Use hyperparameters for automatic tuning

Brief introduction

Hyperparameter auto-tuning is a feature of Xiaomi Cloud-ML, whereby multiple sets of hyperparameter combinations are defined at a time. After submission, training is performed concurrently and returns the optimal hyperparameter combination.

Code specifications

Users can customize the "best result" index. In the code of the TensorFlow model, the index must be written training/hptuning/metric, as follows.

tf.summary.scalar("training/hptuning/metric", loss)

Usage example

When submitting, we can use the example code in Samples to write the hyperparameters in the job.json file.

{
  "job_name": "hpat",
  "module_name": "trainer.task",
  "trainer_uri": "fds://cloud-ml/linear/trainer-1.0.tar.gz",
  "job_args": "--max_epochs 1000",
  "cpu_limit": "0.25",
  "memory_limit": "250M",
  "hyperparameters": {
    "goal": "MINIMIZE",
    "output_path": "fds://cloud-ml/linear/linear_hpat",
    "params": [
      {"optimizer": "ftrl", "learning_rate": 0.1},
      {"optimizer": "ftrl", "learning_rate": 0.5},
      {"optimizer": "sgd", "learning_rate": 0.1},
      {"optimizer": "sgd", "learning_rate": 0.5}
    ]
  }
}

Then use the cloudml command-line tool to submit.
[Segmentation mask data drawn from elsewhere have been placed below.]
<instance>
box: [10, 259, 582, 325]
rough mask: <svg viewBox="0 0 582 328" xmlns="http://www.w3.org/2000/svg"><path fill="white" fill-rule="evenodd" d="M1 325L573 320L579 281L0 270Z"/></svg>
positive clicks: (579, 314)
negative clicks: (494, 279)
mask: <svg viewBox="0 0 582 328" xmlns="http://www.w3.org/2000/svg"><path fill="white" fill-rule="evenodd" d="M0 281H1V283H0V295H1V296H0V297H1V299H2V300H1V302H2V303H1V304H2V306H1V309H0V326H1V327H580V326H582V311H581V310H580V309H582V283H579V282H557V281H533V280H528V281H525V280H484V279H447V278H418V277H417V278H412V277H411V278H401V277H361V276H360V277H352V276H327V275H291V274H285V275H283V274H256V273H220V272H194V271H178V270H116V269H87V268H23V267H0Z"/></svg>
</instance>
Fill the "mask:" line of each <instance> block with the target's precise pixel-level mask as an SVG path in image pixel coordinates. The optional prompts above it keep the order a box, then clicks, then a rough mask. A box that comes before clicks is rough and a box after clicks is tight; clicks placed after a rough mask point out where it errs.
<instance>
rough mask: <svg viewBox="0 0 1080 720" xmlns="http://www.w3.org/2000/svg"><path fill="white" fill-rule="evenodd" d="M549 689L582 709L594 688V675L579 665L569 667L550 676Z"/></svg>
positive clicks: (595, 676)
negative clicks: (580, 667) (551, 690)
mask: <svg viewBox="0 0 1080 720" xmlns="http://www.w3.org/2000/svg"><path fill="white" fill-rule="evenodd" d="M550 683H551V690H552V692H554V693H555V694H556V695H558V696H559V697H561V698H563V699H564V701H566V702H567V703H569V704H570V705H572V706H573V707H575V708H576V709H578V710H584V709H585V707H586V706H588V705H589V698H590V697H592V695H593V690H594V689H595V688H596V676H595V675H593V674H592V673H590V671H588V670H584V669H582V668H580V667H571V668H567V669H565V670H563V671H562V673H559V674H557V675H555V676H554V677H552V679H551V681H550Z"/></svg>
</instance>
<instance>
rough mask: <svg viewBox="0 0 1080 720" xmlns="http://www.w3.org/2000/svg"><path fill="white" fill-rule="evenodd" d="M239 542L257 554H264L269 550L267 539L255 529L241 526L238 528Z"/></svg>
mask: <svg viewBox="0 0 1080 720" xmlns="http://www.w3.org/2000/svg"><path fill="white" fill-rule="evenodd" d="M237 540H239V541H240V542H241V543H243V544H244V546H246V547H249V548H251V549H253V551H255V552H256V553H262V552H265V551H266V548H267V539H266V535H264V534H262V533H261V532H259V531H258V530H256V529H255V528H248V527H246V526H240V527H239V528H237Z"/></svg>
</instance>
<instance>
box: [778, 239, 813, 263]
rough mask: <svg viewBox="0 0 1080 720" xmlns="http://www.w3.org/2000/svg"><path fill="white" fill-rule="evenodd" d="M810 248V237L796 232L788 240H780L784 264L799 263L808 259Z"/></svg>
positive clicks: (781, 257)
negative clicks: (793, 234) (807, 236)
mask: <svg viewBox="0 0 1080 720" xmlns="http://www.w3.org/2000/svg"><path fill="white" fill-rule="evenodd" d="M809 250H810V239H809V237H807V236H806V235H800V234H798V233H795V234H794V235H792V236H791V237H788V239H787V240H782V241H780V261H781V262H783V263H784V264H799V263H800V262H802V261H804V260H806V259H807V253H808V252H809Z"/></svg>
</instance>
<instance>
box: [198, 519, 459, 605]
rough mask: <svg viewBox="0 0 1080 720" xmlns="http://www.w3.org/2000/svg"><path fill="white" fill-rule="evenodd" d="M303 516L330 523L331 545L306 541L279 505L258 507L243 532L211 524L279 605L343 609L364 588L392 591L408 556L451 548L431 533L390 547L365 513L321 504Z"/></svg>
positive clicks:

Since we need to define a combination of hyperparameters, the JSON file must be imported as a parameter.

cloudml jobs submit -f job.json

Once the training is over, we can use the command line to view the results of any one task. The system can automatically select the hyperparameter combination that will yield the best result and return it to the user.

cloudml jobs list

cloudml jobs logs hpat-hp-0

cloudml jobs hp hpat-hp-0

Parameters introduction

  • -F is an optional parameter. Users can use the JSON file to describe the parameters of the submitted task. Note that it cannot be combined with other parameters.